Sur les conclusions à fin d’injonction :
10. Le présent jugement eu égard à ses motifs d’annulation des décisions des 30 mai et 20 juin 2022 n’implique pas nécessairement qu’il soit enjoint à la commune d’Istres de verser à l’association les subventions votées par le conseil municipal d’Istres. Les conclusions à fin d’injonction présentées sur ce point par l’association requérante doivent par suite être rejetées.
Sur les conclusions indemnitaires :
11. L’association FCIR indique que les décisions contestées relèveraient d’une manœuvre déloyale qui lui aurait causé des préjudices sans toutefois apporter de précisions sur leur nature ou leur étendue. Il ne met ainsi pas à même le tribunal d’apprécier le bien-fondé et la portée des préjudices invoqués.

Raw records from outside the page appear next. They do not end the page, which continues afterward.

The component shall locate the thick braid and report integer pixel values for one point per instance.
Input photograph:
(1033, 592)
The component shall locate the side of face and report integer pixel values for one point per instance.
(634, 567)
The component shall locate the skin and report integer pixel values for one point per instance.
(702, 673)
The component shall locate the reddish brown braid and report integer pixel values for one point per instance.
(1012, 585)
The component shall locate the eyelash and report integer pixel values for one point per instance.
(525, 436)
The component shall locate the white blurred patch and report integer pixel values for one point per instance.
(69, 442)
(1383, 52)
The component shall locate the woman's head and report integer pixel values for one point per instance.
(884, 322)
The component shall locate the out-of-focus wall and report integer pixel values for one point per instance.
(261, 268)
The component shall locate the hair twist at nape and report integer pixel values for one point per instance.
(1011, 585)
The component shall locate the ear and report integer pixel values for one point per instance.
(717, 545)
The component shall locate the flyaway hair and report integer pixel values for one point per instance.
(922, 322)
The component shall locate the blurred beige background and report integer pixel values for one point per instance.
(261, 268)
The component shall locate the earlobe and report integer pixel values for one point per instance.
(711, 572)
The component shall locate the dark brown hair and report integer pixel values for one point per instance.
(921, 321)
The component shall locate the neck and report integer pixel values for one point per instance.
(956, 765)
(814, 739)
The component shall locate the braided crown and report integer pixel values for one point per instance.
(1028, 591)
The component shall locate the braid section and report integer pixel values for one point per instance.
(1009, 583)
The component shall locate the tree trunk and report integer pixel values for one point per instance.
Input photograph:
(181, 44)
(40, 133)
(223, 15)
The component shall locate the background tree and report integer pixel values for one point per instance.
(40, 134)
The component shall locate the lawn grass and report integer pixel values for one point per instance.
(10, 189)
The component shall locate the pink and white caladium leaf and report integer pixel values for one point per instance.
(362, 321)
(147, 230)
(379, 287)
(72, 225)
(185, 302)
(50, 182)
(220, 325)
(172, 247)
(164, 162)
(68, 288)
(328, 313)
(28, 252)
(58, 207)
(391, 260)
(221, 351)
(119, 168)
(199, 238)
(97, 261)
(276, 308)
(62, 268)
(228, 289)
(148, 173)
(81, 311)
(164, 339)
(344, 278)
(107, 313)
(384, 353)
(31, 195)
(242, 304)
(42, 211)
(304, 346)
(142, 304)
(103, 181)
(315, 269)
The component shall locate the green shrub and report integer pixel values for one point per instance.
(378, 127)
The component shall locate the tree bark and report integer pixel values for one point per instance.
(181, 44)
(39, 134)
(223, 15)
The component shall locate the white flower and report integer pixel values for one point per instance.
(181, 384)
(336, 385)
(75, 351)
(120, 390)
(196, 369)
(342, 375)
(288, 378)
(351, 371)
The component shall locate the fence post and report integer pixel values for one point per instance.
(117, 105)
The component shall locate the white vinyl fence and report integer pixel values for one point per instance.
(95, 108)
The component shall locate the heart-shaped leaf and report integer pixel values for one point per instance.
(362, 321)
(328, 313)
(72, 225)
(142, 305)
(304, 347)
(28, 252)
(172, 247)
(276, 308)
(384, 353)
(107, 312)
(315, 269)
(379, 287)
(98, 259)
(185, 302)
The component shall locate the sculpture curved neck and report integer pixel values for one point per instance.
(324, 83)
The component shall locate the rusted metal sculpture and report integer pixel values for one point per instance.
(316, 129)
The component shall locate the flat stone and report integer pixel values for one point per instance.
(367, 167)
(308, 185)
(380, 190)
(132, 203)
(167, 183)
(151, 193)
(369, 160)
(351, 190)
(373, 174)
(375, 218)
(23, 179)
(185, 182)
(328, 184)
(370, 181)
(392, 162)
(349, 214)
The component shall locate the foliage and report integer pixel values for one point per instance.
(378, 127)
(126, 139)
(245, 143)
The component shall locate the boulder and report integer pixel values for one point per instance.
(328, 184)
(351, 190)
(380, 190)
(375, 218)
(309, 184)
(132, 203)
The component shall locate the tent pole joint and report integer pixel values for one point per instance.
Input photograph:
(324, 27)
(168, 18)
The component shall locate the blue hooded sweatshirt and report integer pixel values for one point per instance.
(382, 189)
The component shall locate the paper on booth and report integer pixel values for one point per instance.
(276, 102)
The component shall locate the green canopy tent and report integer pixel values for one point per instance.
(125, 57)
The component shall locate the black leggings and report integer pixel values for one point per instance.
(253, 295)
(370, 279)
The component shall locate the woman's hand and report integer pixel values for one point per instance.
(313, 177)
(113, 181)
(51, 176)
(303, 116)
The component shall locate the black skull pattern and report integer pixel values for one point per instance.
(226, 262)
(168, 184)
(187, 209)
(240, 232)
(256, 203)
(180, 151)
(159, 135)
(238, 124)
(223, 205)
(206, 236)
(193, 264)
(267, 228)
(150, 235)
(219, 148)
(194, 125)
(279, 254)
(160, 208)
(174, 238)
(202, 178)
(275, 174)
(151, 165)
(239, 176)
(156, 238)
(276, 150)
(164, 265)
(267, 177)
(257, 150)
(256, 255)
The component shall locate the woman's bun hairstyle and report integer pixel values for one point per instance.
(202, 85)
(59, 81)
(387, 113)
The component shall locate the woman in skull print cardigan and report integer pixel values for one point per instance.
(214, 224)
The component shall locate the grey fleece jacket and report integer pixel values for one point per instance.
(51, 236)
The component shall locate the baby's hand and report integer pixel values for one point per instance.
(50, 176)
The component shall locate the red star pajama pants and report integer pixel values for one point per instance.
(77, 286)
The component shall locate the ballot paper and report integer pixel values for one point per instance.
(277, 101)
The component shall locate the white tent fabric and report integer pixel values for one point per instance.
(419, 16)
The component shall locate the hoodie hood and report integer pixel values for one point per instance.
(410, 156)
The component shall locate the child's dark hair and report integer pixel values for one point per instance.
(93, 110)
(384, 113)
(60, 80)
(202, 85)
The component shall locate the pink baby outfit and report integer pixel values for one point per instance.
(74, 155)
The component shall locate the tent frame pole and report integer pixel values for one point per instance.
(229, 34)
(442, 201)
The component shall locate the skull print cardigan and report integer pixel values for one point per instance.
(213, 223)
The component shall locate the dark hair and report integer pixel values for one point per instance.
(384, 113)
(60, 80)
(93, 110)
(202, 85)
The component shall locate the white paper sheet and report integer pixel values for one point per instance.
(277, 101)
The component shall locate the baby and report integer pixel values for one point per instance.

Par suite, les conclusions indemnitaires, qui sont au demeurant irrecevables faute de liaison du contentieux, doivent être rejetées.
Sur les frais liés à l’instance :
12. Les dispositions de l’article L. 761-1 du code de justice administrative font obstacle à ce que soit mise à la charge de l’association FCIR, qui n’est pas, dans la présente instance, la partie perdante, la somme que demande la commune d’Istres au titre des frais exposés par elle et non compris dans les dépens. Il n’y a pas lieu, dans les circonstances de l’espèce, de mettre à la charge de la commune d’Istres la somme que demande l’association FCIR au titre des frais exposés dans l’instance.
D E C I D E :
Article 1er : Les décisions du maire de la commune d’Istres des 30 mai 2022 et 20 juin 2022 sont annulées.
Article 2 : Le surplus des conclusions de la requête de l’association FCIR est rejeté.
Article 3 : Les conclusions de la commune d’Istres présentées sur le fondement de l’article L. 761-1 du code de justice administrative sont rejetées.
Article 4 : Le présent jugement sera notifié à l’association Football club Istres Rassuen et à la commune d’Istres.
Délibéré après l’audience du 6 mars 2025, à laquelle siégeaient :
Mme Hameline, présidente,
Mme Le Mestric, première conseillère,
Mme Fabre, première conseillère.
Rendu public par mise à disposition au greffe le 20 mars 2025.
La rapporteure,
signé
F. Le Mestric
La présidente,
signé
Mme HamelineLa greffière
signé
B. Marquet
La République mande et ordonne au préfet des Bouches-du-Rhône en ce qui le concerne ou à tous commissaires de justice à ce requis en ce qui concerne les voies de droit commun contre les parties privées, de pourvoir à l’exécution de la présente décision.